Remaining TODO items

  • [X] RTDyld: on this branch, it is removed completely. I will pursue one of these two options: - ~~Use the ahead-of-time linking to get it working again.~~ - [X] Port over the memory management to JITLink and use that on all platforms.

  • [ ] DLSymOptimizer is unused. It will be replaced with an ORC MaterializationUnit that, when materialized, defines the symbols as absolute addresses (with a fallback that generates a jlplt function).

  • [ ] Since tojlinvoke and other trampolines don't take long to compile, we just compile them while holding the JuliaOJIT::LinkerMutex. Since we most often generate tojlinvoke wrappers when an invoked CodeInstance is not yet compiled, it is my intention to eventually replace this with a GOT/PLT mechanism that will also allow us to start running code before all of the edges are compiled.

  • [ ] I have yet to measure the impact of global addresses not being visible to the LLVM optimizer or code generation. If it turns out to be important to have immediate addresses, I'd like to try using external LLVM globals address values directly, since that can generate code with immediate relocations, and LLVM can assume the address won't alias.

  • [ ] We should support ahead-of-time linking multiple jl_codegen_output_ts together.

  • [ ] We still pass strings to emit_call_specfun_other, even though the prototype for the function is now created by jl_codegen_output_t::get_call_target. We should hold on to the calling convention info so it doesn't have to be recomputed.
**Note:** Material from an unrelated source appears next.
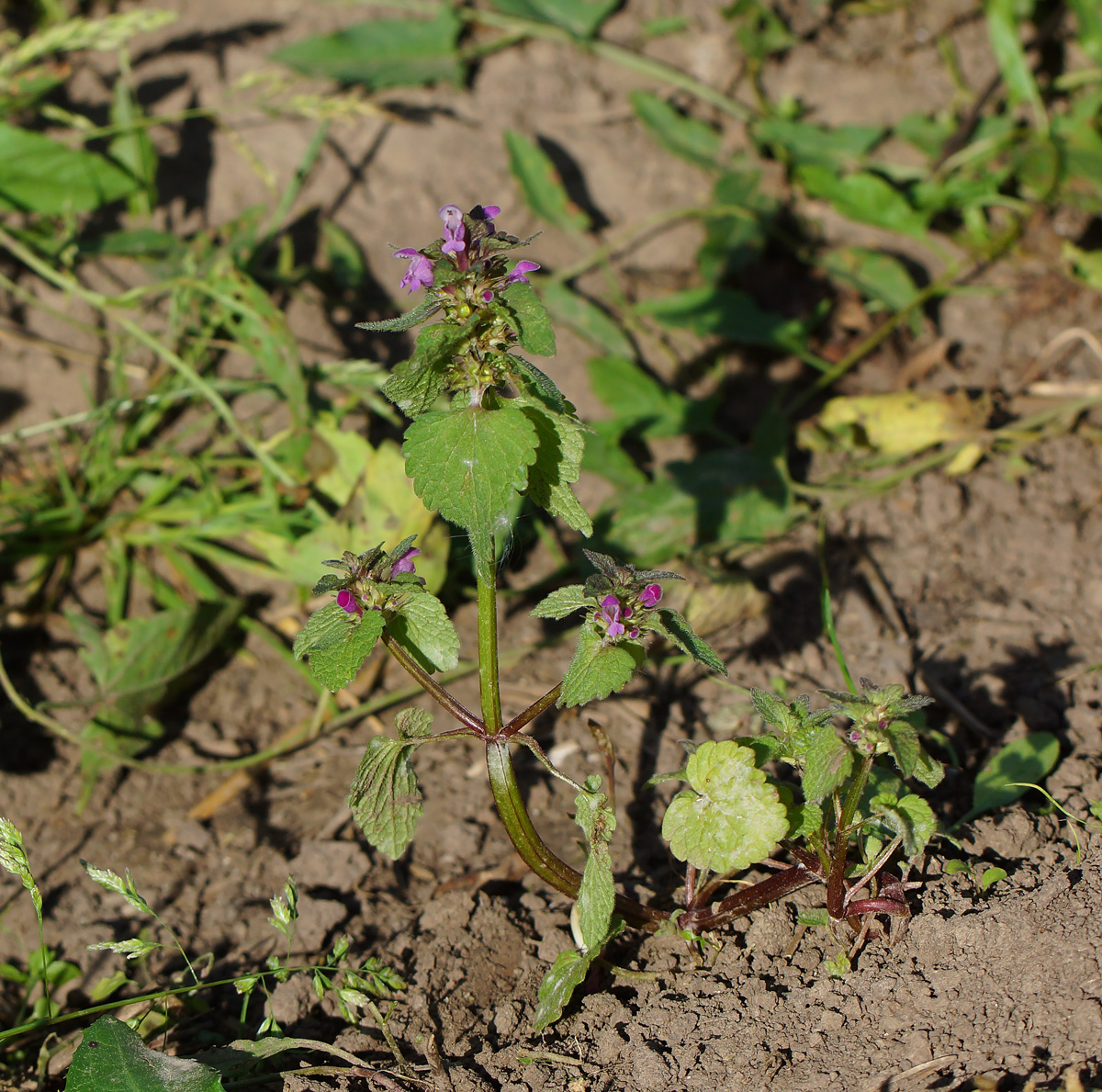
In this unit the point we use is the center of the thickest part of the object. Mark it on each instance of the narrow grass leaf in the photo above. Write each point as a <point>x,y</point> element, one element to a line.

xal-0 avatar Nov 04 '25 00:11 xal-0

eliminating both nondeterminism and the effect of redefining methods in the same session

there are several open issues observing inference changes when methods are redefined; does this PR affect those?

adienes avatar Nov 14 '25 01:11 adienes

No, this PR only changes code generation.

xal-0 avatar Nov 14 '25 18:11 xal-0

This new commit fixes some horrible code generation in emit_pkg_plt_thunk by just emitting inline assembly, using PLT thunks stolen from LLD. This will be less hacky when it happens after linking. Since that requires the renaming of symbols post-compilation, it is out of scope for this PR.

xal-0 avatar Nov 18 '25 23:11 xal-0

it is my intention to eventually replace this with a GOT/PLT mechanism that will also allow us to start running code before all of the edges are compiled.

@pchintalapudi experimented with that (and there is some data in his thesis, and likely some old PR floating around)

IIRC there is a CompileOnDemandLayer

vchuravy avatar Dec 01 '25 20:12 vchuravy

I'm guessing the PR in question is #44575? Some of the concerns have been addressed by #55106 and #56179, at least, so it would be easier to try this again now. JITLink also seems far more complete than it was then.

xal-0 avatar Dec 01 '25 20:12 xal-0